- Born: February 18, 1900 Viroqua, Wisconsin, U.S.
- Died: March 14, 1987 (aged 87) Green Bay, Wisconsin, U.S.
- Occupations: Lawyer; Treasurer Green Bay Packers 1959–81, Executive Committee Green Bay Packers 1950–81, Board of Directors Green Bay Packers 1950–87
- Known for: Treasurer, Executive Committee and Board of Directors of the Green Bay Packers

= Frederick N. Trowbridge =

American football executive

Frederick Newell Trowbridge Sr. (February 18, 1900 - March 14, 1987) was an American lawyer and an executive for the Green Bay Packers from 1950 to 1987.

==Early life==
Trowbridge served in the U.S. Army and was a veteran of World War I. Trowbridge graduated from the University of Wisconsin Law School in 1925.

==Green Bay Packers==
The Packers first consulted Trowbridge - an expert in industrial and labor law - as legal counsel when the team was going into receivership in 1933 and continued as the team faced many periods of refinancing. He would serve as the team's official legal consultant for nearly 50 years. Trowbridge joined the Packers' Executive Committee and Board of Directors in 1950 and remained for 31 years. In 1959, he became the franchise's Treasurer.
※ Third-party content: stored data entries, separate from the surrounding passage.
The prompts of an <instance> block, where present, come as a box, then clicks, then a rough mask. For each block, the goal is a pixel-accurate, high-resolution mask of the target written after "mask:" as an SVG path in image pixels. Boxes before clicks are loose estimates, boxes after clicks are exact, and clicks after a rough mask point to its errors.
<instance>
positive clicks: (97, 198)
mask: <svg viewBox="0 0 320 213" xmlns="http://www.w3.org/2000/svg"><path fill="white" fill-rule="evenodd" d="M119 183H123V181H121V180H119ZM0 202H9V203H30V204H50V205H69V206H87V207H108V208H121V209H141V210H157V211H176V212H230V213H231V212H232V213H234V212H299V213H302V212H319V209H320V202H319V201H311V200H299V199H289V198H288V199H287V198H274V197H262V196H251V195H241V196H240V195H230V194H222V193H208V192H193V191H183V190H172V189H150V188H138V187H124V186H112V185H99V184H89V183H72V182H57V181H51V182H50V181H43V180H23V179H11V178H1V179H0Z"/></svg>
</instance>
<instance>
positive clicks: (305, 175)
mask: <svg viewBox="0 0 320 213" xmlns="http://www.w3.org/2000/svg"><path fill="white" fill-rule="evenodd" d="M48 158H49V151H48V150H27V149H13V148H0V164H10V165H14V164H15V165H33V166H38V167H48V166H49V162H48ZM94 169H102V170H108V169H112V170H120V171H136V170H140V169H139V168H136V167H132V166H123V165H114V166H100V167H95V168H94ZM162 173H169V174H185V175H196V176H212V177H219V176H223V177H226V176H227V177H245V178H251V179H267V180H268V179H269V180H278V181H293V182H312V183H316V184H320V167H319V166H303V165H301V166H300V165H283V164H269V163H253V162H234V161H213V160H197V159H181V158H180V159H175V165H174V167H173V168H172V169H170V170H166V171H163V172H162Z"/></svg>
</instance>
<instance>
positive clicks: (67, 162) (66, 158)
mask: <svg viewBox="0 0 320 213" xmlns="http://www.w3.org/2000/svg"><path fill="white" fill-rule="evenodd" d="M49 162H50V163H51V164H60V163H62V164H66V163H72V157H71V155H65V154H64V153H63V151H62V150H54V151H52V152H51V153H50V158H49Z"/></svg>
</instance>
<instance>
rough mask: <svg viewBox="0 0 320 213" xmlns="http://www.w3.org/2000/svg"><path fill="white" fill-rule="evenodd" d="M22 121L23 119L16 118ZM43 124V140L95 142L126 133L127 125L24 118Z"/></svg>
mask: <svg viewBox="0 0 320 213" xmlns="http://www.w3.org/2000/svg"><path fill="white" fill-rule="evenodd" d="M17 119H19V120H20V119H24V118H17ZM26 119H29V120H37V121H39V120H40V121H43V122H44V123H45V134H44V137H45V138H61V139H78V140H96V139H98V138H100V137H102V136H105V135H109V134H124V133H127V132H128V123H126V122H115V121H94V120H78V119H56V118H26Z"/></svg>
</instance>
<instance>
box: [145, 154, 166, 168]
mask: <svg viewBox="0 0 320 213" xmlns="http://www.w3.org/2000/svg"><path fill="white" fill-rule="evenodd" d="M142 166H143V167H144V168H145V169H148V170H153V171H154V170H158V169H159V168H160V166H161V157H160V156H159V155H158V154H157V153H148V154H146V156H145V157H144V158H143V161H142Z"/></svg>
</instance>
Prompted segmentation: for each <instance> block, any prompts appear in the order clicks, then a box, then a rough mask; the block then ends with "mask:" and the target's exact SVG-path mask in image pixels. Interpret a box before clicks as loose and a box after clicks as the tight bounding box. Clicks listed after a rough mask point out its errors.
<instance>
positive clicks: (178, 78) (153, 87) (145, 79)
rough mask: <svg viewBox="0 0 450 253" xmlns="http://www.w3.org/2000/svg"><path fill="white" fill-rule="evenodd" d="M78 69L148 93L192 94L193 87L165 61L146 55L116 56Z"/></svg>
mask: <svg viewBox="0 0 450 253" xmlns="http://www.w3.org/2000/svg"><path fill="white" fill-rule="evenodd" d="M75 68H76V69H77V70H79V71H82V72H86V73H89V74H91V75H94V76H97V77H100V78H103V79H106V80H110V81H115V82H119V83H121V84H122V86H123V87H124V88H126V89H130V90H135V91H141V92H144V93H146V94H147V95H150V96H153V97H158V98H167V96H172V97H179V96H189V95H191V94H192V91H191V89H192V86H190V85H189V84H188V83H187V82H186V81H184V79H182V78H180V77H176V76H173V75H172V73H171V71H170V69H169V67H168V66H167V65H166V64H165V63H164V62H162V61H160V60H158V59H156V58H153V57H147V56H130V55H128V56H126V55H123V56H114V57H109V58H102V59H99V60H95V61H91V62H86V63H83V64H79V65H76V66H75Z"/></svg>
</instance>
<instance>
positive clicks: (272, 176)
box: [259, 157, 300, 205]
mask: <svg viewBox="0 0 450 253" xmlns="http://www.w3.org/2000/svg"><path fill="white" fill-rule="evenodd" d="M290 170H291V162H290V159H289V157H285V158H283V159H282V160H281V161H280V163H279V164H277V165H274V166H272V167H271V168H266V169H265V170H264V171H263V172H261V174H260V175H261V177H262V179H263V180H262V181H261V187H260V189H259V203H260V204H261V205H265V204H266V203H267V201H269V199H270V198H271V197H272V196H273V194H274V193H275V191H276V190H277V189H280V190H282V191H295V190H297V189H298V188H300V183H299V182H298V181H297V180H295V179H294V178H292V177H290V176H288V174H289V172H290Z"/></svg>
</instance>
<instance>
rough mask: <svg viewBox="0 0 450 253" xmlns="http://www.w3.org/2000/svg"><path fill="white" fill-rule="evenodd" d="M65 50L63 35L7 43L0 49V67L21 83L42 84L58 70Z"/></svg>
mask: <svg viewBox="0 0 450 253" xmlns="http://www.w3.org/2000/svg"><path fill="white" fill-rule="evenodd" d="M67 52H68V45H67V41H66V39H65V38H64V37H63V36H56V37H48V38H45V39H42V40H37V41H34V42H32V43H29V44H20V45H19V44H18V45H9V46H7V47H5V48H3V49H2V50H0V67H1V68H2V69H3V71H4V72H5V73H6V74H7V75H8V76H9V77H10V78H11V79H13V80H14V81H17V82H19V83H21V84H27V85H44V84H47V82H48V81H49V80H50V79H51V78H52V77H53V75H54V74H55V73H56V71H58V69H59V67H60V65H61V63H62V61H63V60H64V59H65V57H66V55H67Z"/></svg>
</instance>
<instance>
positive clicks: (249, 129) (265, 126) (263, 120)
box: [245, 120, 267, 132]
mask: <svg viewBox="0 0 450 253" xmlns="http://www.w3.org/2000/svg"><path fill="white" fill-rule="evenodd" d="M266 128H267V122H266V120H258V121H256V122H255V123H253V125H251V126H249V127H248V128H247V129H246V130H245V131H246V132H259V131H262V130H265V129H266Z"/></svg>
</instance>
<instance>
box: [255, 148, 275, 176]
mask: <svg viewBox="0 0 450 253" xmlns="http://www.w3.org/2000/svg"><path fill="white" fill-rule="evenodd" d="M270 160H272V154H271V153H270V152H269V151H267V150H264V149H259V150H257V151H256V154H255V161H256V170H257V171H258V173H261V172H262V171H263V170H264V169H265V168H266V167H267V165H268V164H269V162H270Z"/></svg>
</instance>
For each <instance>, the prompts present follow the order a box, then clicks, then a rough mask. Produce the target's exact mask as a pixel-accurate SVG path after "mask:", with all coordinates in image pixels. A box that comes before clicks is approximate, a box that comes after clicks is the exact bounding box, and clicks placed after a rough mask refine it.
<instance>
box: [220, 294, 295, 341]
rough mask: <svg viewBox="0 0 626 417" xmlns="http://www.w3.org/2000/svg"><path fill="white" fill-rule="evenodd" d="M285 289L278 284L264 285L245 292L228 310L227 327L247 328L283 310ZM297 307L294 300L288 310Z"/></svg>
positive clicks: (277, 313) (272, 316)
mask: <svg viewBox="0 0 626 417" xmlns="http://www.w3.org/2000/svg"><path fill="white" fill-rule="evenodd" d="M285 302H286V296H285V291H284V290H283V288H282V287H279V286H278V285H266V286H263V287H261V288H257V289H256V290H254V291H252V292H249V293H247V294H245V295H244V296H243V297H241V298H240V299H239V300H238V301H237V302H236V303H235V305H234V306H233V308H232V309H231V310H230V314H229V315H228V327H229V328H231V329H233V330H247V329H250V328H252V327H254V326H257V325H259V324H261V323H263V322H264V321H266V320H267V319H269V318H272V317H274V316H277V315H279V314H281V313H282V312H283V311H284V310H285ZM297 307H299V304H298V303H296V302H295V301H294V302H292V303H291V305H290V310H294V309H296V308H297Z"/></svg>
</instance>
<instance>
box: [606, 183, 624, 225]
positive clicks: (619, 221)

In January, 1958, Trowbridge called Packer head coach Lisle Blackbourn while Blackbourn was scouting the Senior Bowl in Alabama to ask the coach to resign. Blackbourn refused to resign and insisted that the Packers publicly fire him instead - which the team did while Blackburn was still in Alabama.

In 1960, Pittsburgh Steelers owner Art Rooney submitted Trowbridge's name for consideration when the NFL was selecting a commissioner after the death of Bert Bell.

It was in Trowbridge's law office in the Bellin Building in Green Bay where Vince Lombardi requested his release from the team in 1969 to become the head coach of the Washington Redskins. After the 45-minute meeting, Lombardi held an impromptu press conference in the hallway outside of Trowbridge's office.

In 1984, Trowbridge was elected to the Green Bay Packers Hall of Fame.

After stepping down from the Executive Committee and as Treasurer in 1981, he remained on the Packers' Board of Directors until his death in 1987.